This summer I've been working on optimizing compilation for a linear algebra DSL. This is an extension of Jeremy Siek's work on Built-to-Order BLAS functions. Often times it's more efficient to have a specialized function which fuses two or more BLAS functions. The idea behind BTO is that we'd like to specify these functions at a high level (i.e., with liner algebra expressions) and then automatically perform the optimizing transformations which have made BLAS such a central component of linear algebra computations.
The current/prior version of BTO already handles loop fusion, memory bandwidth constraints, and more. However, it is not currently aware any high-level algebraic laws such as the fact that matrix multiplication is associative, addition is associative and commutative, transposition reverse-distributes over multiplication, etc. My goal is to make it aware of these sort of things.
Along the way, one thing to do is solve the chain multiplication problem: given an expression like ∏[x1,x2...xN]
figure out the most efficient associativity for implementing it via binary multiplication. The standard solution is to use a CKY-like dynamic programming algorithm to construct a tree covering the sequence [x1,x2...xN]

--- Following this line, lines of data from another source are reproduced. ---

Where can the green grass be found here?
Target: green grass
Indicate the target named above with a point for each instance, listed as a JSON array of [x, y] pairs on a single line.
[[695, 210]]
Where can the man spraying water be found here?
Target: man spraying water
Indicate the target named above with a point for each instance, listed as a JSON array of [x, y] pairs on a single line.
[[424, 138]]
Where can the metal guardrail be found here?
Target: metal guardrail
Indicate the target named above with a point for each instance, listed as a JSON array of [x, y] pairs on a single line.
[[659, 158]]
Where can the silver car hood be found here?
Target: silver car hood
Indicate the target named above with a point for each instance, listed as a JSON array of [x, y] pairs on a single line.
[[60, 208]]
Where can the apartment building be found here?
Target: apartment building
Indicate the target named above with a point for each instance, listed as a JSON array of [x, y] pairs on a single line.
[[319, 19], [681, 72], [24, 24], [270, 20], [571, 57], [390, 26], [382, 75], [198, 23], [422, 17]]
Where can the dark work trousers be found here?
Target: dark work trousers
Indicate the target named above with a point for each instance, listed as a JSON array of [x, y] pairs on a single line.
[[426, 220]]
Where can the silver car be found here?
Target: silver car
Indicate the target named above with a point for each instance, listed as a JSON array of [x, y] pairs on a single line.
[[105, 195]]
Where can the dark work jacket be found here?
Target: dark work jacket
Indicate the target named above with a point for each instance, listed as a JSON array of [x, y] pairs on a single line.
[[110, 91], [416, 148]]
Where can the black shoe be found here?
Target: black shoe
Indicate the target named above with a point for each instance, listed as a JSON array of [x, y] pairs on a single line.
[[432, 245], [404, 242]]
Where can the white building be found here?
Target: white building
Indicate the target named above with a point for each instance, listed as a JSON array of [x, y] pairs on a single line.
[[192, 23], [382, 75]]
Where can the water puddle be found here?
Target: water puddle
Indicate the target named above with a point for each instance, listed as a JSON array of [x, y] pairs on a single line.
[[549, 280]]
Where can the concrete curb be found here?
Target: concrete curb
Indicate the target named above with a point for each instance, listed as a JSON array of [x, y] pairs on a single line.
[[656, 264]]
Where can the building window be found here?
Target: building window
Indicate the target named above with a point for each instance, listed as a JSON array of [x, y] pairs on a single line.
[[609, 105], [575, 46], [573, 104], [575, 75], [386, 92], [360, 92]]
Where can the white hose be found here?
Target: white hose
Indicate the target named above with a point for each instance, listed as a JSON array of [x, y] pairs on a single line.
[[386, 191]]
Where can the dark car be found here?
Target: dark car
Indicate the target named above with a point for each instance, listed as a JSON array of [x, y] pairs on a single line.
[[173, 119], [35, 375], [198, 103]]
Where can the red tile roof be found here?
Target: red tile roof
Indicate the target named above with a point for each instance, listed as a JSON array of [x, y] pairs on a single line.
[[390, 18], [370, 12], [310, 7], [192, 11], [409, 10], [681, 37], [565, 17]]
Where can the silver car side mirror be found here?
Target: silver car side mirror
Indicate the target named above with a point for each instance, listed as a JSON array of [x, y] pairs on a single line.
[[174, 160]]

. This is easy to implement, but it takes O(n^3)
time and O(n^2)
space.
I found a delicious alternative algorithm which solves the problem in O(n*log n)
time and O(n)
space! The key to this algorithm is to view the problem as determining a triangulation of convex polygons. That is, we can view [x0,x1,x2...xN]
as the edges of a convex polygon, where x0
is the result of computing ∏[x1,x2...xN]
. This amazing algorithm is described in the tech report by Hu and Shing (1981a), which includes a reference implementation in Pascal. Unfortunately the TR contains a number of typos and typesetting issues, but it's still pretty legible. A cleaner version of Part I is available here. And pay-walled presumably-cleaner versions of Part I and Part II are available from SIAM.
Hu and Shing (1981b) also have an algorithm which is simpler to implement and returns a heuristic answer in O(n)
time, with the error ratio bounded by 15%. So if compile times are more important than running times, then you can use this version as well. A pay-walled version of the article is available from Elsevier.